So, according to the Times, price inflation is merely the result of “rising consumer demand” and supply factors. Nothing at all to do with the Federal Reserve and its inflationary monetary policy!

A better way to think about it is that inflation is the expansion of the money supply, which devalues the dollar, the inevitable consequence of which, all else remaining the same, is an increase in the prices that consumers pay for goods and services.

The Times‘s FAQ was featured again in Smialek’s March 29 article, “A Key Inflation Gauge Hovers Above Fed’s Target“, which explains that the Fed “quickly raised interest rates to about 5.3 percent between early 2022 and the middle of last year” and has held them steady since “in an effort to cool the economy and rein in inflation”, but there is again no explicit acknowledgment that it was the Fed’s money printing, which pushes interest rates artificially low, that caused the price inflation in the first place.

A second article by Smialek published the same day and titled “Fed Chair Says Central Bank Need Not ‘Hurry’ to Cut Rates” reiterates essentially the same story, with the FAQ again misleading readers into thinking that the price inflation was somehow just a consequence of the chaotic free market, with the Fed portrayed as some heroic institution to stabilize the economy by correcting the market’s errors.

If one clicks the link in the FAQ to learn more about the “loss of purchasing power over time”, one arrives at yet another article by Smialek, published in January 2022 and titled “Inflation Has Arrived. Here’s What You Need to Know.

There, under the subheading “What is inflation?”, the Times hints at the cause of crazy prices for consumer goods by noting that the Fed’s target is a 2% annual increase in the Personal Consumption Expenditures Index (PCE), which is the Fed’s preferred measure of price inflation, with a second measure being the perhaps more well known Consumer Price Index (CPI).

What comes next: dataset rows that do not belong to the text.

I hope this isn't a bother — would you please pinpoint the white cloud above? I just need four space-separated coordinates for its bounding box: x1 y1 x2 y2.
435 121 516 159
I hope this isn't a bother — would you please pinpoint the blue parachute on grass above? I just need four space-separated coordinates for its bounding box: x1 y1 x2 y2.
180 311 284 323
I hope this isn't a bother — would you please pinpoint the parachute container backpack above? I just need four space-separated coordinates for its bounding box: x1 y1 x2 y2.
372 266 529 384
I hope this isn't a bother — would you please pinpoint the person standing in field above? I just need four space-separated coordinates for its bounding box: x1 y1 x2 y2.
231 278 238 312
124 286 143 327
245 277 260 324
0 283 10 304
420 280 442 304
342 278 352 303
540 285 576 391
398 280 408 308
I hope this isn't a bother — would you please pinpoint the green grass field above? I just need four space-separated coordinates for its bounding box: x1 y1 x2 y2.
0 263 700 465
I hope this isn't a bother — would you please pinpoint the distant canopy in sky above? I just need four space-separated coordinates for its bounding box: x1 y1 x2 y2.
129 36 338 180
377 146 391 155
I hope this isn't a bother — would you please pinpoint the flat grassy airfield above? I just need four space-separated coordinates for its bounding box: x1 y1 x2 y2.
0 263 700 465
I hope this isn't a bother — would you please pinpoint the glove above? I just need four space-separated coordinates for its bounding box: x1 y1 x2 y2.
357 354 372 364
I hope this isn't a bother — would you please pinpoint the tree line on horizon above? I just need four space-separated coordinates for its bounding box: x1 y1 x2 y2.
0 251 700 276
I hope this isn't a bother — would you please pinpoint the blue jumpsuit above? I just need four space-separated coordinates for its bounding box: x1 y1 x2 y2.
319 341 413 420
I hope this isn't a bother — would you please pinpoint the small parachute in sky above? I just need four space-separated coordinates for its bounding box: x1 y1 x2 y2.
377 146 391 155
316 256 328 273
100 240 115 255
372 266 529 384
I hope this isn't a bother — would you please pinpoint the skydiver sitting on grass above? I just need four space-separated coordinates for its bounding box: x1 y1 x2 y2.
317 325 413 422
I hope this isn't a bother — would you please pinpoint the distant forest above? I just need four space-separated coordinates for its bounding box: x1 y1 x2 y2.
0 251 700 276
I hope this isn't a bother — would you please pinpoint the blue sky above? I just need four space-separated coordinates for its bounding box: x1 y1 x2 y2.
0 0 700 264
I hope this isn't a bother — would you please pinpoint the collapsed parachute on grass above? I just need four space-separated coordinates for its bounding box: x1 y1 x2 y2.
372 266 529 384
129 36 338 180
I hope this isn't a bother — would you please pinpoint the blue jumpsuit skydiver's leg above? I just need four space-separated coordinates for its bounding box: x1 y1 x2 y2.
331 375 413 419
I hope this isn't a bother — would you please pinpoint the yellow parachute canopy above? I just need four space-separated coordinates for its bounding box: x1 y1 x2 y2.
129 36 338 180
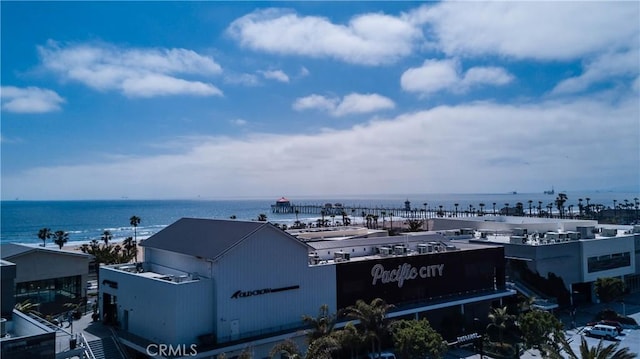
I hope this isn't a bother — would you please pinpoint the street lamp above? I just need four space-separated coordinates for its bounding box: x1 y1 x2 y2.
473 318 484 359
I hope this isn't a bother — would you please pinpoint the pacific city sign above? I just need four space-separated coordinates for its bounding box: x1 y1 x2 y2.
371 263 444 288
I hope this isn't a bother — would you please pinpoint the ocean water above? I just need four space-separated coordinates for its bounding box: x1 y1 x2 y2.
0 192 640 246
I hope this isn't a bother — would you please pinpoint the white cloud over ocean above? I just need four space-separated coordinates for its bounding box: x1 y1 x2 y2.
3 94 640 198
38 40 222 97
227 8 422 65
0 86 66 114
293 93 395 117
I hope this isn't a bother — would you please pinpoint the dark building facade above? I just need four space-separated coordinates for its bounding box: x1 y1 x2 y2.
336 247 505 308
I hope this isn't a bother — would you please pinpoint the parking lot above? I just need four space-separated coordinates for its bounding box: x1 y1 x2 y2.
566 313 640 353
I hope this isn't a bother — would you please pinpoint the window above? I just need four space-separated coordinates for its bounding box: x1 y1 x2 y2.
587 252 631 273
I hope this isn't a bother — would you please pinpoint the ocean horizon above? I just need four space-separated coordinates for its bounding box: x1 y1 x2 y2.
0 191 640 246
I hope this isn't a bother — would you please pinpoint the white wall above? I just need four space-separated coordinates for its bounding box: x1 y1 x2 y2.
144 248 213 278
99 267 214 346
215 227 336 341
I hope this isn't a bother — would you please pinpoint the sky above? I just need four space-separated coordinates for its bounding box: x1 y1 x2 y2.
0 1 640 200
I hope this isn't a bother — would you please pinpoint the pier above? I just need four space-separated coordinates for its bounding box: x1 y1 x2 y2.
271 197 447 219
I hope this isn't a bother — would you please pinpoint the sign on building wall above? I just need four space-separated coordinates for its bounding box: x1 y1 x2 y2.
336 247 505 308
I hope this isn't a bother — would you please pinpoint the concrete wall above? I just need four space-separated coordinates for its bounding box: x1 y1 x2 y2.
0 261 16 318
580 236 636 282
215 227 336 341
430 216 597 233
11 250 89 290
144 248 213 278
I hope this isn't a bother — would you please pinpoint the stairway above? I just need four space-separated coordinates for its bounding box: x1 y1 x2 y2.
89 337 126 359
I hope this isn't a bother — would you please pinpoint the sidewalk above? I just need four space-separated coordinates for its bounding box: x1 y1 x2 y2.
56 312 111 353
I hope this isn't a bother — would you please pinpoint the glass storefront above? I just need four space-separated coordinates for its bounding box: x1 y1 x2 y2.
16 275 82 304
587 252 631 273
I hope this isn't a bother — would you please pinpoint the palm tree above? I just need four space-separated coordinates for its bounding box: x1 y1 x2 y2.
555 193 567 218
38 228 53 247
549 336 638 359
302 304 336 344
129 216 140 264
100 231 113 246
487 307 513 343
13 299 42 316
53 231 69 249
344 298 393 353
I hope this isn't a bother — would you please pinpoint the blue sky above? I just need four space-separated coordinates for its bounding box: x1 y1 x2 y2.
0 1 640 199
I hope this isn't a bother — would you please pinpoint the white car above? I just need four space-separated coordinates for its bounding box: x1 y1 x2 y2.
584 324 619 340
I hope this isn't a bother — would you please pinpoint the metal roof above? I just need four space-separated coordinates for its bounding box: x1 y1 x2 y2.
306 233 448 250
140 218 306 259
0 243 36 259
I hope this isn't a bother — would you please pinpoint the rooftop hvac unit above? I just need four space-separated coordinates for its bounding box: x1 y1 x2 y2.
513 228 527 236
567 232 580 241
378 247 391 256
333 251 351 262
576 226 596 239
509 236 527 244
544 232 559 239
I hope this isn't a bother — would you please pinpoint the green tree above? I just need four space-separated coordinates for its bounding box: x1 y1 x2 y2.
555 193 567 218
13 299 42 316
344 298 393 353
38 228 53 247
390 319 447 359
269 336 341 359
53 231 69 249
595 277 624 303
487 307 514 343
129 216 141 264
548 336 638 359
518 309 562 356
407 219 424 232
100 231 113 246
302 304 336 344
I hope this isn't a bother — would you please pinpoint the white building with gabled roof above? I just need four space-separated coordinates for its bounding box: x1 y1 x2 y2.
99 218 514 358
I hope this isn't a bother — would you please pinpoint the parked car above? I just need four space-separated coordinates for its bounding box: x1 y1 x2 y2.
369 352 396 359
598 320 624 333
584 324 620 340
587 320 624 333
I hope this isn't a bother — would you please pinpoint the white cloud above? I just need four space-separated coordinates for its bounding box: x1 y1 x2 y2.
2 95 640 199
224 73 260 86
400 60 513 95
259 70 289 82
38 40 222 97
230 118 247 126
298 66 310 77
293 93 395 117
227 9 422 65
0 86 65 113
552 50 640 94
407 1 640 60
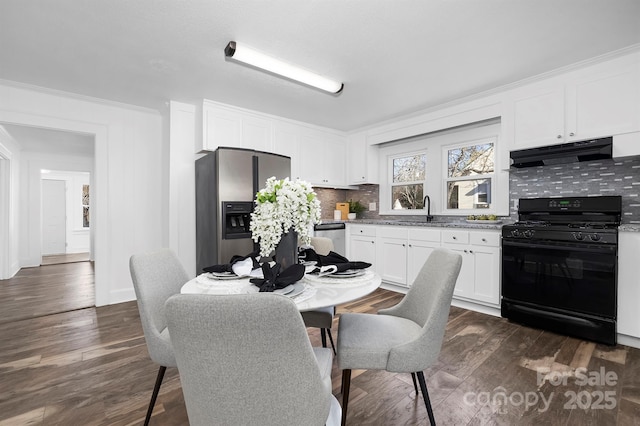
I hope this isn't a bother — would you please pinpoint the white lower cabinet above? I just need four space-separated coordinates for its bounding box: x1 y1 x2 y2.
617 232 640 338
377 226 408 286
347 225 378 272
442 230 500 306
407 228 441 286
347 224 500 308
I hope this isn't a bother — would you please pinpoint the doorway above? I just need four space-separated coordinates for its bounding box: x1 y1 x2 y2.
40 169 91 265
42 179 67 257
0 123 96 316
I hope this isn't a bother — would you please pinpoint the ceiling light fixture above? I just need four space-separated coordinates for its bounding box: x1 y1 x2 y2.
224 41 344 93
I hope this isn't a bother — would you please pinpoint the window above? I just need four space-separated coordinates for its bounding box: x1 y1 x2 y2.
445 138 495 210
390 153 427 210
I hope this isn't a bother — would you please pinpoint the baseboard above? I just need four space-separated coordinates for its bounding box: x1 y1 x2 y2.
618 333 640 349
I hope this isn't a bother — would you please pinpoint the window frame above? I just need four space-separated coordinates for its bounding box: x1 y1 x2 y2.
388 149 429 214
441 136 498 216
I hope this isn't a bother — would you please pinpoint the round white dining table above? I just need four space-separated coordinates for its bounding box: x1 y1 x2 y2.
180 270 382 312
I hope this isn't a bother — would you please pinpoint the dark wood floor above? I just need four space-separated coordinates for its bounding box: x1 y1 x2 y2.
0 261 95 324
0 264 640 426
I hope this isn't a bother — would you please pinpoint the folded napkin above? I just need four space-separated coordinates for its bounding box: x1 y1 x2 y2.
249 263 305 291
298 249 371 272
202 251 260 277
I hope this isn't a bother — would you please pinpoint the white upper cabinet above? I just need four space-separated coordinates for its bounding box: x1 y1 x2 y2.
347 133 378 185
196 100 347 188
202 101 242 151
242 116 271 152
567 64 640 140
300 131 347 187
202 101 272 152
505 55 640 150
272 123 300 180
511 86 564 149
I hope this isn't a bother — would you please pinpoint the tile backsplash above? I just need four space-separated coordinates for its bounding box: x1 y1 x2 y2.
509 157 640 224
314 156 640 224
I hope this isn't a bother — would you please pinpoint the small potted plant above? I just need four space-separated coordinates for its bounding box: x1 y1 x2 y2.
347 200 365 220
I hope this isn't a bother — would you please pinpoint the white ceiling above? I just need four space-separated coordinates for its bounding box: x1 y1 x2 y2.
0 0 640 131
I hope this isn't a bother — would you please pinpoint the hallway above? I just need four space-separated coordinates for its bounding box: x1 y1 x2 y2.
0 261 95 324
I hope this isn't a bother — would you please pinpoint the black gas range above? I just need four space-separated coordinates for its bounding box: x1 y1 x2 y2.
502 196 622 344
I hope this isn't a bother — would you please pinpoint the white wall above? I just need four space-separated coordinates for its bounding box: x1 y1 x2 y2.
0 126 20 279
0 83 168 306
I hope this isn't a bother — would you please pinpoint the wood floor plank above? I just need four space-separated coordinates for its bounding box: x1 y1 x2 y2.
0 263 640 426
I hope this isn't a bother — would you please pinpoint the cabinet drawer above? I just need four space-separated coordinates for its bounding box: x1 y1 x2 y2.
349 225 376 237
442 230 469 244
409 228 441 243
469 232 500 247
378 225 408 240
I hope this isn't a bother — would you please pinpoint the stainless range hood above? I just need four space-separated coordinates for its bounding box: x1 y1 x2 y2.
510 136 613 168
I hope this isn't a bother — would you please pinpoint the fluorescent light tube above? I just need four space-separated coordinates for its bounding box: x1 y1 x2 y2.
224 41 344 93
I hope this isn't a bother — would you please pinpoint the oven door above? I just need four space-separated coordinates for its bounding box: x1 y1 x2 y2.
502 239 617 319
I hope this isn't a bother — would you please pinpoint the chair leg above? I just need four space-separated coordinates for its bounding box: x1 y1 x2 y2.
342 370 351 426
325 328 338 355
416 371 436 426
144 365 167 426
411 373 418 396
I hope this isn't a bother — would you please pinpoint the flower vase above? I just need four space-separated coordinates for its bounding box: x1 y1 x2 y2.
274 228 298 271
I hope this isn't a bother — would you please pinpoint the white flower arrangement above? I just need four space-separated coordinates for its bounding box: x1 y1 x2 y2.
250 176 320 256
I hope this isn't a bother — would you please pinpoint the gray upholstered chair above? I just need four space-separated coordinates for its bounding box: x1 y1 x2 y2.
302 237 336 354
166 293 341 426
338 248 462 425
129 249 189 425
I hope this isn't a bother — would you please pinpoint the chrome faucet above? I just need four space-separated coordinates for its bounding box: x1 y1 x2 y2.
422 195 433 222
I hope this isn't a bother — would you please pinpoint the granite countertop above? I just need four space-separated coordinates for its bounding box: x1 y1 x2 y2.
322 219 512 229
322 219 640 232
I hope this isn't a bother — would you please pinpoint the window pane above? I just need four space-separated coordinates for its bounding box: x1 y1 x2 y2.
448 143 493 177
391 184 424 210
447 179 491 209
393 154 427 182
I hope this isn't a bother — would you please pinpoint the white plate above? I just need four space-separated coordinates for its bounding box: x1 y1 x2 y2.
328 269 365 278
273 284 295 294
286 281 304 297
209 272 243 280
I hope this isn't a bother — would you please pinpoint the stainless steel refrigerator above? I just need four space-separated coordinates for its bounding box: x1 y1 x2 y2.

But under the subheading “What causes inflation?”, the Times sticks with its claim that Fed policy has nothing to do it, instead blaming high prices on “quirks” like supply chain problems (also a consequence of the lockdown stupidity) and “demand”.

At least that Times article goes on to acknowledge that price inflation disproportionately harms the poor.

Hooray for the lockdowns and central banking!

Cross-posted from JeremyRHammond.com.

Jeremy R. Hammond

Jeremy R. Hammond

Jeremy R. Hammond is an independent journalist and a Research Fellow at The Libertarian Institute whose work focuses on exposing deceitful mainstream propaganda that serves to manufacture consent for criminal government policies. He has written about a broad range of topics, including US foreign policy, economics and the role of the Federal Reserve, and public health policies. He is the author of several books, including Obstacle to Peace: The US Role in the Israeli-Palestinian Conflict, Ron Paul vs. Paul Krugman: Austrian vs. Keynesian Economics in the Financial Crisis, and The War on Informed Consent. Find more of his articles and sign up to receive his email newsletters at JeremyRHammond.com.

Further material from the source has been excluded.